NATO ministers will discuss strategy for the military withdrawal from Afghanistan at a meeting in Brussels on Wednesday, even as violence inside the country mounts and more allies prepare to head for the exits. Diplomats confer Thursday.

The two-day gathering of defense and foreign ministers is intended to clear any obstacles ahead of the conference of NATO leaders in Chicago on May 20-21. Ministers also will address the international bill for sustaining the Afghan army and police after NATO's planned withdrawal at the end of 2014 -- one of the top items on the summit agenda.

Obama also hopes to showcase a long-term security pact with Afghanistan in Chicago. U.S. and Afghan officials said they would like to sign the agreement ahead of the summit, with more specific military agreements to follow.

Afghanistan's president raised another condition Tuesday for that long-awaited deal. He said the accord must spell out the yearly U.S. commitment to pay billions of dollars for the cash-strapped Afghan security forces.

The demand threatens to further delay the key bilateral pact and suggests that Afghan President Hamid Karzai is worried that the U.S. commitment to his country is wavering as the drawdown of foreign forces nears.

The United States acknowledges that despite progress the U.S. is not meeting its goal of drawing $1.3 billion annually from other nations to fund the Afghan armed forces. The U.S. does claim that the largely U.S.-funded effort to recruit and train qualified Afghan military recruits is on or ahead of schedule, with a goal of 352,000 forces later this year.

The Afghan army and police are being expanded rapidly and are expected to grow to 352,000 by the middle of this year. They face about 25,000 Taliban and other insurgents.

Coalition forces, whose numbers reached a peak of over 140,000 troops last year, have already started a drawdown. The U.S., which had about 100,000 service members in Afghanistan, has begun a withdrawal which will remove about a third of them by September.

Other major contributors to the coalition -- including Canada, the Netherlands and France -- have already pulled their forces out of combat or accelerated their withdrawals. Australia on Tuesday became the latest to announce withdrawal plans.

The U.S. already pays the vast majority of the budget to train, equip and run the Afghan security forces and expects to do so for years to come to compensate for Afghanistan's moribund economy.
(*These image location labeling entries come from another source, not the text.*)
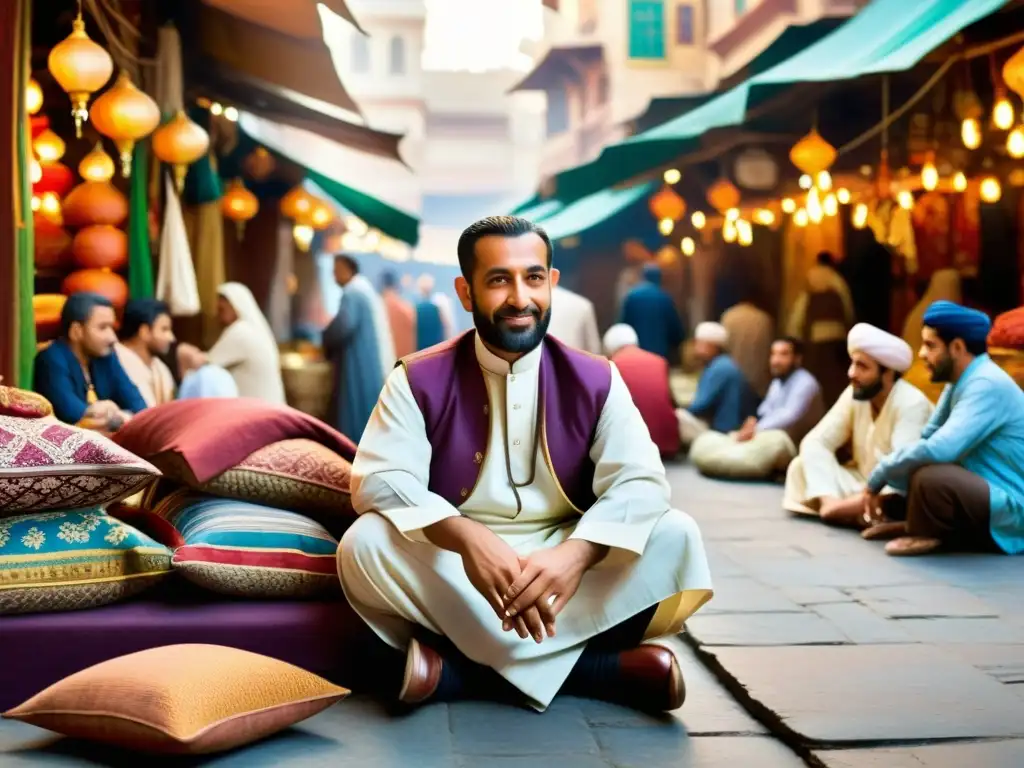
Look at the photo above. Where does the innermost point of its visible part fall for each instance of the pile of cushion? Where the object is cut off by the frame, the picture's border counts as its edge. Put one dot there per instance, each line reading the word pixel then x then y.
pixel 59 550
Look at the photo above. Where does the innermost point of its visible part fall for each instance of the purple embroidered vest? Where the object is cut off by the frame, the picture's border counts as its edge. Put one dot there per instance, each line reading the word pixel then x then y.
pixel 449 387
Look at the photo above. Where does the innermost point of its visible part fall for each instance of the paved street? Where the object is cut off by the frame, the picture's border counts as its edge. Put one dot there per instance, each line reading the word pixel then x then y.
pixel 818 649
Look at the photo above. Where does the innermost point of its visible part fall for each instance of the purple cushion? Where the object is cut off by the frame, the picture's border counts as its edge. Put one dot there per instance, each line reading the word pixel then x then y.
pixel 50 646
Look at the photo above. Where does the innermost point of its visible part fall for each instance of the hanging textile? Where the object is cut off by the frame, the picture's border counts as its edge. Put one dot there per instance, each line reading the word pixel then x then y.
pixel 139 253
pixel 176 278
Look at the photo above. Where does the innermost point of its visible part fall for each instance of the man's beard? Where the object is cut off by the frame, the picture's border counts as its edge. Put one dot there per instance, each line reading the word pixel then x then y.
pixel 514 340
pixel 869 391
pixel 943 371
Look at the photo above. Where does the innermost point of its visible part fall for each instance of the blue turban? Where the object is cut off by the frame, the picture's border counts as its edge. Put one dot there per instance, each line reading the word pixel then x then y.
pixel 955 322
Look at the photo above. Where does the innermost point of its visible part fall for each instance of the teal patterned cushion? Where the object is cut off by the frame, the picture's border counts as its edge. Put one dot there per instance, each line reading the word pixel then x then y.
pixel 52 561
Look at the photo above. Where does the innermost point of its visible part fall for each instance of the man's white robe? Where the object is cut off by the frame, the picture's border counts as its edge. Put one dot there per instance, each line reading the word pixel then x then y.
pixel 817 473
pixel 395 579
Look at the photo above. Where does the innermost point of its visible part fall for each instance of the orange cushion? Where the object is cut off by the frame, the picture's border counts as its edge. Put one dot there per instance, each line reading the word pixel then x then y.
pixel 188 698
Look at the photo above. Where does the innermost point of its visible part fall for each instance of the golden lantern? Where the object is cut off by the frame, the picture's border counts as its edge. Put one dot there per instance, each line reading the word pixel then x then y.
pixel 179 142
pixel 668 205
pixel 259 164
pixel 239 205
pixel 125 114
pixel 81 67
pixel 812 154
pixel 297 204
pixel 49 147
pixel 97 165
pixel 990 189
pixel 723 195
pixel 33 96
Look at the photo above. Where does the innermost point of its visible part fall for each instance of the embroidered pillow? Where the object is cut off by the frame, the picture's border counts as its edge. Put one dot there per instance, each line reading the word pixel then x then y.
pixel 183 699
pixel 300 475
pixel 53 561
pixel 48 465
pixel 247 550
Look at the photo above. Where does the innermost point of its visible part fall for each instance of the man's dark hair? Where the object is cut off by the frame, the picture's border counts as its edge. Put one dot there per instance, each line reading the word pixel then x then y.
pixel 140 312
pixel 79 308
pixel 348 261
pixel 975 346
pixel 795 344
pixel 503 226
But the yearly congressional budget process, as well as the American public's weariness with the Afghanistan conflict, would make it difficult for Washington to commit to a dollar figure years in advance.

The strategic partnership agreement is crucial to the U.S. exit strategy in Afghanistan. American officials hope it will both map the course for U.S. forces after the majority of combat troops leave in 2014 and give the Afghan people confidence they are not about to be abandoned by their most important international ally.

The talks hung up on what appears to be different views of what the goals of the document should be. U.S. officials involved said it is not meant to set forth exact rules but to establish a framework between the two countries to continue to work together for years to come.

The Afghan government seems to want the exact opposite.

U.S. officials have said they expect to pay about $4 billion a year to fund Afghan forces. Karzai said he wants a written commitment of at least $2 billion. He said he would rather have a firm commitment to a lower figure than a verbal promise for a higher one.

Nearly 3,000 NATO troops have perished in the 10-year conflict, about two-thirds of them Americans.

In the U.S., 6 out of 10 of those surveyed saw the war as not worth its costs, according to a Washington Post-ABC News poll released last month. Opposition to the war is bipartisan, the poll showed.

On Sunday, a small band of guerrillas mounted a brazen strike on embassies, government buildings and NATO bases in Kabul's heavily guarded central district. The violence showed the Taliban and their allies are far from beaten and underscored the security challenge for the Afghan government when foreign backers depart.

U.S. officials blamed the Haqqani network, a Taliban faction considered unlikely to reconcile with the U.S.-backed government in Kabul even if stalled peace talks resume.